While doubts are growing that the next leg of the Volvo Ocean race - the much-awaited return to Auckland next month - will see an Emirates Team New Zealand win with Camper or even a repeat of that thrilling 1990 finishing joust on the Waitemata Harbour between Grant Dalton's Fisher & Paykel and Peter Blake's Steinlager 2, a tired but still gung-ho skipper Chris Nicholson begged to differ.
Late last night, Camper settled for third in the race to Sanya, China, after two tactical errors in the Straits of Malacca - ETNZ head Grant Dalton called them "unacceptable" - cost them dearly in this leg. Race leader Telefonica completed a third consecutive stage win with Groupama second and Camper third. Camper finished three and a half hours behind Telefonica. Puma crossed late last night with Abu Dhabi further back.
"I think it's fair to say that we are under-performing at this point," said Dalton. "We made some tactical mistakes which are not acceptable. It's a long race but you don't want to drop off too much at this stage. I thought it was a leg we should have won but, unless something changes, we won't win it."
Camper made up ground after those mistakes, refreshing belief that it is the fastest boat upwind. Tired crews on all yachts tacked hard, cutting down sleep as all hands have to be above decks, and it takes about 15 minutes to prepare to tack.
Afterwards, the boat is re-stacked, with sails and other gear moved to the windward side, meaning little time for rest. "It's been tough dodging all the stuff in the water too," a tired-sounding Nicholson said. "We got caught up with a fishing net on our keel for a while and had to get rid of that. It doesn't matter how fast you are going, you're not going to be going far dragging round a fishing net."
The myriad of small fishing boats in the region, some without lights and without much of a radar signature, also made sailing a highly watchful affair. Nicholson said Camper had sustained some small damage to the bow "when we hit something, I don't know what it was. It's not bad...but this is a surreal part of the world".
The biggest issues facing Camper now appear to be the boat's lack of speed when reaching.

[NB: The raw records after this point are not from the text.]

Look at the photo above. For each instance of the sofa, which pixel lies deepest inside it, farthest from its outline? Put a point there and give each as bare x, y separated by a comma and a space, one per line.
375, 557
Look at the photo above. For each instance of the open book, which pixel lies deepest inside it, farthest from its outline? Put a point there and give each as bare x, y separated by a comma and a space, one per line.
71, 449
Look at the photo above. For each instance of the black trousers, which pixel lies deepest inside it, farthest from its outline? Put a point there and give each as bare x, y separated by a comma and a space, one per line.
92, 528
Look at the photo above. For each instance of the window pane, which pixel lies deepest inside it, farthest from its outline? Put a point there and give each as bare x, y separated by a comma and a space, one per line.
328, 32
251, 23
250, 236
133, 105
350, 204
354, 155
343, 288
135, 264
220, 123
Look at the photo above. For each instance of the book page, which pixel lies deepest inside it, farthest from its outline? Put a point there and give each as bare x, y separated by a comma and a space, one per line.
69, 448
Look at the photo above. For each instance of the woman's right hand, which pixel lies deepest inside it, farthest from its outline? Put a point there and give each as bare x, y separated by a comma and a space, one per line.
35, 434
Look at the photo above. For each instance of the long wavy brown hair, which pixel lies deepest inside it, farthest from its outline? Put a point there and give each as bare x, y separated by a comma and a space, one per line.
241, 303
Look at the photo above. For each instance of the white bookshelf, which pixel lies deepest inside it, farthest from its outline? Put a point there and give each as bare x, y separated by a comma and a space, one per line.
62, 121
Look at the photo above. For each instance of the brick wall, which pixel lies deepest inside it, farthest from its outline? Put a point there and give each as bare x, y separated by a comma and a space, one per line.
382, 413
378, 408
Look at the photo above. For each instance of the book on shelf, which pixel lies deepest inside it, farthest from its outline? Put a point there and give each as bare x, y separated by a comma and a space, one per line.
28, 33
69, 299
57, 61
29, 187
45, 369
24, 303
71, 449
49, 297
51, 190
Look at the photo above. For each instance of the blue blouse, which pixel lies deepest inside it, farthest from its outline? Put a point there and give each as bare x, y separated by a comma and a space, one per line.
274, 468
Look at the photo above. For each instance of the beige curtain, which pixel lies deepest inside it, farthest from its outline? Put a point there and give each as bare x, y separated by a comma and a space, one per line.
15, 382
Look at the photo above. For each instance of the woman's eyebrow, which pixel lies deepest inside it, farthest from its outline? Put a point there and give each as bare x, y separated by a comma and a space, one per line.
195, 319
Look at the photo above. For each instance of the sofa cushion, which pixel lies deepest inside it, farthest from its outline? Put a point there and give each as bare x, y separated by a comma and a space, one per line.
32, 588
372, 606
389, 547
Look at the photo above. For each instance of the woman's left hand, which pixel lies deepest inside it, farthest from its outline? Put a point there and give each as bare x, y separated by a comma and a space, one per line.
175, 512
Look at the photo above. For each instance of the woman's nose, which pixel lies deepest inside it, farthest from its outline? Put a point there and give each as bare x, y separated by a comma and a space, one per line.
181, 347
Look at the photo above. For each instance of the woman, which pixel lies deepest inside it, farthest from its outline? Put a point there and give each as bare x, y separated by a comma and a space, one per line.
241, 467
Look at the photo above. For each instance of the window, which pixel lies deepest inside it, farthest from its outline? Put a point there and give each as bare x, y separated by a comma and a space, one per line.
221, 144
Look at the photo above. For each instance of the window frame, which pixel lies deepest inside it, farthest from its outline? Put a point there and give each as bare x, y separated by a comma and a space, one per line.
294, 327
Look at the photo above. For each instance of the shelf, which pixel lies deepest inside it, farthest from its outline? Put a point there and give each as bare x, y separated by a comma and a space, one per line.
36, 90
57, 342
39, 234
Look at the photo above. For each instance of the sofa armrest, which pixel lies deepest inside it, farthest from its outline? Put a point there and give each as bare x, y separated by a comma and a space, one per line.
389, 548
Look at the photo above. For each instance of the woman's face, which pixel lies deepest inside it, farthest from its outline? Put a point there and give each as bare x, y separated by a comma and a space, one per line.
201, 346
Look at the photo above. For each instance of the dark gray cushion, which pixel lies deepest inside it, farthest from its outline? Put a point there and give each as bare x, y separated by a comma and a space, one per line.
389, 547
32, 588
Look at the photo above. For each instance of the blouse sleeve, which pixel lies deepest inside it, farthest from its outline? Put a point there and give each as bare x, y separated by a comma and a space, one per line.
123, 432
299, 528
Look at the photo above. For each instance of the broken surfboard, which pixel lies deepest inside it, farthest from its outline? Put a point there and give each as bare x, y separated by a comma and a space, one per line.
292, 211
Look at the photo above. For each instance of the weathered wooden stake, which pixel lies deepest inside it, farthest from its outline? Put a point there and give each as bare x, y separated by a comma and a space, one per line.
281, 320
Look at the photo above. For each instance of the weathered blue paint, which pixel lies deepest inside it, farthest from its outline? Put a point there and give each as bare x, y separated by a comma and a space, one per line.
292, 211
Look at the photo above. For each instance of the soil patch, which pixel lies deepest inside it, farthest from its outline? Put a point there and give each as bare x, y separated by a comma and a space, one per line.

Camper seems a highly reliable and durable boat but has not been able to match Telefonica's speed.
"I think there is no doubt we are slower when reaching," said Dalton. "But having said that, I don't think this leg [to Sanya] has been about boat speed."
Nicholson also believes things will change on the way to Auckland.
"Reaching should be a lot better. Almost everything that has gone before has been on relatively flat water, but now we are getting into the big ocean waves and conditions and I think that will see us come back good again. Things change in those conditions - you can be faster at different angles. They are big waves and a lot can happen."
Some in the sailing fraternity say that Camper should be sticking closer to the overall fleet, rather than breaking off trying to find weather and current breaks.
However, Nicholson, asked if they had to break away to find a counter to lesser boat speed said: "That is exactly right. We have not been quite as quick on certain angles. We have to take calculated risks and understand that we are a bit slower."
Telefonica increased their lead in the overall standings, with Camper staying second. Telefonica had 71 points overall at the beginning of this stage, Camper 64 and Groupama 51. There are still stages to Auckland, Itajai, Miami, Lisbon, Lorient and Galway where the race finishes in July.